“Aye,” he said finally, his voice gruff, and moved forward to perform those tweaks.
“I still don’t know why ye think you and yer men need to wear Scottish dress,” Mildrede commented as she watched him work.
“Because if de Buci forced my mother’s maid to tell him what she knew, he and his men will be looking for an English lady and her two soldiers traveling with Scots. Not a Scottish lady and her men.”
Rory had just knelt to straighten her pleats, but leapt up in horror at her words. “Ye told her about de Buci?”
Elysande’s eyes widened slightly at his reaction, but then she patted his arm soothingly. “Aye, but ’tis fine. Did you not see the portrait of our king in the great room where we ate last night? Mildrede is a loyal subject who would not see our king murdered either. She is more than happy to help us now she knows the importance of our mission.”

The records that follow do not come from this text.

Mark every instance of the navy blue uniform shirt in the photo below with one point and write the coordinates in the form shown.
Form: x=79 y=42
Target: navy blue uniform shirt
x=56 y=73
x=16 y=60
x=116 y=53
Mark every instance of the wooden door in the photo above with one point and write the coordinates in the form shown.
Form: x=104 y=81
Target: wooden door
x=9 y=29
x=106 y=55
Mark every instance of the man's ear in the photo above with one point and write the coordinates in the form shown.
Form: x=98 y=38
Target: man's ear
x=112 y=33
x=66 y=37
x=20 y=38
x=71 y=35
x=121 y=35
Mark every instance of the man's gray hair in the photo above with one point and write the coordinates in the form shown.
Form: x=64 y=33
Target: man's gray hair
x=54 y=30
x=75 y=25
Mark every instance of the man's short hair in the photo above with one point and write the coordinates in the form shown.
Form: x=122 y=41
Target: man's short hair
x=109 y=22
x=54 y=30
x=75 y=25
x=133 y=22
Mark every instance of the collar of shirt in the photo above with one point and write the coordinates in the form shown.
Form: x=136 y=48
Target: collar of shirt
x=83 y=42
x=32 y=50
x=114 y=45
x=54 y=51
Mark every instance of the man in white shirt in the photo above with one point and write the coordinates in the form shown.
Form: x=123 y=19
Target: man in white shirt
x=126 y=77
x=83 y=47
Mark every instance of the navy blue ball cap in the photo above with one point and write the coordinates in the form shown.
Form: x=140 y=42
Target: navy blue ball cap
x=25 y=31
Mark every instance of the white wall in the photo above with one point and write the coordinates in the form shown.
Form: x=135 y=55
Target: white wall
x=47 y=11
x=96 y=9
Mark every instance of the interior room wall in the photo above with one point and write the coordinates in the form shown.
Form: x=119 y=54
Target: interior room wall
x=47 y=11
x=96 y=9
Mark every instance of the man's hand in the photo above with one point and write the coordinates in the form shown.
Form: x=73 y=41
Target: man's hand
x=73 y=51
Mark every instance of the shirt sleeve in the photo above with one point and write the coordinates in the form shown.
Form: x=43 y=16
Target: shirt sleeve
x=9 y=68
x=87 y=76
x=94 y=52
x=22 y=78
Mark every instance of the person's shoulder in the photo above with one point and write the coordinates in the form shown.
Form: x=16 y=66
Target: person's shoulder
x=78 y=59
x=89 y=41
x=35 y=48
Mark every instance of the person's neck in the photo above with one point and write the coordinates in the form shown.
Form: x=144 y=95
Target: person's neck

“Aye,” Mildrede said firmly. “Why our king is a saint. Much better than his father, Edward II, or that Mortimer, who basically ruled and bankrupted the treasury while our king was a child. Only Satan’s henchmen would wish to see our king and his son dead so they could place his brother on the throne. Nay, we do not need that happening.”
Rory had some difficulty with anyone calling Edward III a saint. He knew the man had done some good things, like an overhaul of the government and such, and unlike his father he wasn’t trying to take over Scotland. At the moment. But that was only because he had his hands full with France.
Still, the woman seemed sincere in her loyalty to her king. Besides, with the roads unpassable there was no worry that she could send a messenger to de Buci to betray them for coin, and he intended they would leave the moment the roads were passable, so he supposed it mattered little if she knew.
Sighing, he merely nodded and turned his attention back to straightening the plaid, and quickly had the skirts fixed.
“I need a pin to clasp the top,” he muttered after pulling the material up and around her throat. “If we pin it here, ye can leave the remainder to lie, or pull it up o’er yer head like a cloak hood.”
“I have a pin,” Mildrede said, and rushed from the room.
“You are upset that I told Mildrede,” Elysande said quietly once they were alone.
Rory grimaced, but acknowledged, “Well, s’truth I’d rather ye had no’. She likes her coin, the alewife. Do ye no’ recall the ridiculous sum she demanded to let us sleep in the stable?”
“Aye. I remember. But ’twas only because you are Scottish,” she said defensively.
Rory frowned at the words. “What’s that to do with—”
“You said yourself that the people here do not like the Scottish. They see you as the source of all their hardships. Why, English children are raised being told to behave or the Scots will drop from the trees and get them.”
“Were ye told that as a child?” he asked with dismay.
“Nay, of course not. My mother was Scottish. She said we are a strong, brave people determined to hold on to our independence.”
Rory smiled, liking the way she included herself as a Scot despite being half-English.
“The point is,” Elysande continued firmly, “Mildrede is naturally afraid of Scots. Still, she was too kind to see us out in the cold on such a horrible night even though we are naturally something of an enemy. So, she let us stay, but made you pay a lot so that she could salve her conscience and keep her neighbors from thinking poorly of her by being able to claim, rightfully so, that she had made us pay dearly just to sleep in the stable.”
Rory stared at her silently, thinking she was the sweetest, most naive woman he’d ever met.
“Besides, she gave us food to break our fast with for no charge. She let me use her kitchen to make my liniment and helped me with it, and is including a fine meal tonight too to make up for it now she knows everything.”
“The liniment,” Rory said now, latching on to that bit and letting the rest go. “Ye were careful with the wolfsbane? ’Tis—”
“Poisonous,” she finished for him with amusement. “Aye. I know. I was most careful in the handling of it and in the amount used.”
Rory nodded, and then asked, “Is it working?”
“Aye. I am feeling much better. Numb most places, which feels odd, but . . .” She shrugged fatalistically.
“’Tis better than the pain,” he finished the unspoken thought for her.
“Aye,” she whispered, and then glanced past him to the door when it swung open.
“Here. You can use this one,” Mildrede announced bustling into the room and holding out a fine cameo brooch.
“Oh, nay, Mildrede,” Elysande protested. “’Tis too fine. I cannot take that.”